17.Haydn’s “The Lark”
Redirection to the Place des Arts
Haydn’s op. 64 quartets were premiered in 1791, during the composer’s first visit to London. Haydn had long been extremely popular on the London scene, and in 1790, the death of his employer Prince Nikolaus Esterházy gave him the freedom and financial independence to travel there. Concerts were organised by German violinist and impresario Johann Salomon, who played first violin in the premiere of the “Lark” Quartet. This work gets its name from the first violin’s high, warbling line in the opening movement, as well as from its memorable sudden entrance in the eighth measure. Haydn plays this birdsong motif against the jaunty opening theme throughout the playful Allegro moderato. The Adagio foregrounds a sweet, lyrical first violin melody, while the third movement features a jolly minuet and minor trio. The whirlwind Finale gives the first violin another opportunity for display – a sprightly, rapid-fire melody with staccato accompaniment.
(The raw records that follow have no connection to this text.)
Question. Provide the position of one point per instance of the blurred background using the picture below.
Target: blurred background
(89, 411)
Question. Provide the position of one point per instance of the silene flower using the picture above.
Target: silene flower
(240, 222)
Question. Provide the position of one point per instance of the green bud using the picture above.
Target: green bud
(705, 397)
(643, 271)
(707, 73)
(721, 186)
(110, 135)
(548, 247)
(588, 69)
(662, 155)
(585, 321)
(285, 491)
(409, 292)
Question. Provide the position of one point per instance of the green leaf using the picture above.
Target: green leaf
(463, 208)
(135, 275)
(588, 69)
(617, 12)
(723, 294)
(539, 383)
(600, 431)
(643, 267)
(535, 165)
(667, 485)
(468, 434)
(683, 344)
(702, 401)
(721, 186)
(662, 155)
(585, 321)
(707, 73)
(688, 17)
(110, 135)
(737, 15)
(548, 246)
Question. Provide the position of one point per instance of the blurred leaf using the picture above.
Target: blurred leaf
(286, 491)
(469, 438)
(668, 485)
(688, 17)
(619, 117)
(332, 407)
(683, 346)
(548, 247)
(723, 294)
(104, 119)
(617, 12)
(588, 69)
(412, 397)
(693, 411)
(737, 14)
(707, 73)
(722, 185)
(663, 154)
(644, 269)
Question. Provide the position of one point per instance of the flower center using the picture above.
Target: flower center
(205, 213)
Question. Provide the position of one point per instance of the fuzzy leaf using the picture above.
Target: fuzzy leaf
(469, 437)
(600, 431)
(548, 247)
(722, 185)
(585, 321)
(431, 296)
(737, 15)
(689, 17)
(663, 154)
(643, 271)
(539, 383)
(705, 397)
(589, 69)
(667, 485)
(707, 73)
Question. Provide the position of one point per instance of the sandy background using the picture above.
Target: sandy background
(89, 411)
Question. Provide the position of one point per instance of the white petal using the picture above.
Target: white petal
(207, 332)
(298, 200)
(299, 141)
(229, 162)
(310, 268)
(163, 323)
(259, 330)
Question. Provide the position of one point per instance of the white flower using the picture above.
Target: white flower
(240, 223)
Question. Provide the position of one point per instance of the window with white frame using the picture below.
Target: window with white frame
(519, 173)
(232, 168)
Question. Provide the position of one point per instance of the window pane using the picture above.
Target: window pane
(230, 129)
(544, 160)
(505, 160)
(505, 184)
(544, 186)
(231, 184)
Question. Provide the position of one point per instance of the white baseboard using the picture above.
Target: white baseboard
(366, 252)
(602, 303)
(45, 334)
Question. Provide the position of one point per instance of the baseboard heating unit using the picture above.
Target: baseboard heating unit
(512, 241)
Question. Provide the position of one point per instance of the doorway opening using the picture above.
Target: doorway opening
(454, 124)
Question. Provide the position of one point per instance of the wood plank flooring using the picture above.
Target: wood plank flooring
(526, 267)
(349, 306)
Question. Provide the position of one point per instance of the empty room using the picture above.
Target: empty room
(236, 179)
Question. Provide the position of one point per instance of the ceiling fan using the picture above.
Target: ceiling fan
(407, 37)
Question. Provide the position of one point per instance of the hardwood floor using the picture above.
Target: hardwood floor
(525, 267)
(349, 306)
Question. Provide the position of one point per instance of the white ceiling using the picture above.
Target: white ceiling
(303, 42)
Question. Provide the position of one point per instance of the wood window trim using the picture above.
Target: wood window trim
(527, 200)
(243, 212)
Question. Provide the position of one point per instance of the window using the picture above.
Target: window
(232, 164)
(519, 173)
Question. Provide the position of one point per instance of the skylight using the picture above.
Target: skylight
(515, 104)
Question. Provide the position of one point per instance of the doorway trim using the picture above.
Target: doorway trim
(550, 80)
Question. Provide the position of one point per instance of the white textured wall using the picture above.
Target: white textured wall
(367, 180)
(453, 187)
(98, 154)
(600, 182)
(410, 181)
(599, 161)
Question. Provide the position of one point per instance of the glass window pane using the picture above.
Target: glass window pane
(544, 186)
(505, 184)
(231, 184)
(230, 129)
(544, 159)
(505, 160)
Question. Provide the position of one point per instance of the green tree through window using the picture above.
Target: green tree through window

Mendelssohn’s Quartet in E-flat major, op. 12, begins with an introduction that clearly alludes to the beginning of Beethoven’s “Harp” Quartet, op. 74, in the same key. This was Mendelssohn’s first published string quartet, and despite paying homage to Beethoven, the work demonstrates Mendelssohn’s precocious talent, daring, and expression. In the first movement, bursts of recitative in the first violin and an ominous melody introduced in the development reveal the quartet’s lyrical, even operatic, nature. The Canzonetta (little song) replaces the usual scherzo, and the scintillating trio section features Mendelssohn’s signature light, aerial fairy music. The expressive first violin aria in the third movement demonstrates another one of Mendelssohn’s specialties – the quintessentially Romantic song without words. There is no break before the tempestuous finale, which begins in an intensely dramatic C minor rather than the original E-flat major. This home key returns only in the final coda, as music from the slow introduction to the first movement restores the warmth and tenderness with which the work began.
© Ariadne Lih, 2018
Fine Arts Quartet
The Fine Arts Quartet, “one of the gold-plated names in chamber music” (Washington Post), ranks among the most distinguished ensembles in chamber music today, with an illustrious performance history and an extensive legacy of over 200 recorded works. Founded in Chicago in 1946, the quartet is one of the elite few to have recorded and toured internationally for well over a half-century.
The quartet’s renowned violinists, Ralph Evans (prizewinner in the International Tchaikovsky Competition) and Efim Boico (former Concertmaster of the Orchestre de Paris under Daniel Barenboim) have performed together for 35 years. They are joined by two eminent musicians: violist Gil Sharon (founder of the Amati Ensemble), and cellist Niklas Schmidt (co-founder of the Trio Fontenay).
Many of the Fine Arts Quartet’s latest releases have been selected for inclusion on Grammy Awards entry lists in the categories “Best Classical Album” and “Best Chamber Music Performance” and have received multiple awards and distinctions, among which are “Gramophone award winner” and “recording of legendary status” (Gramophone Classical Music Guide), “Key Recording/Top Recommendation” (Penguin Guide to Recorded Classical Music), “Editor’s Choice” (Gramophone Magazine), “Critic’s Choice” (American Record Guide), “BBC Music Magazine Choice”, “Recording of the Year” [3 times] (MusicWeb International), and a Grammy Award for producer Steven Epstein (Fauré Quintets with Cristina Ortiz). The quartet also received the CMA/ASCAP Award for Adventurous Programming, given jointly by Chamber Music America and the American Society of Composers, Authors, and Publishers. The quartet’s latest CD (Mozart) will be released by Naxos in the fall of 2018.
The Fine Arts Quartet’s members have nurtured many of today’s top young international quartets while teaching at the Sorkin International Institute of Chamber Music in Milwaukee, as well as serving as guest professors at major conservatories in Paris and London, and participating in music festivals all over the world.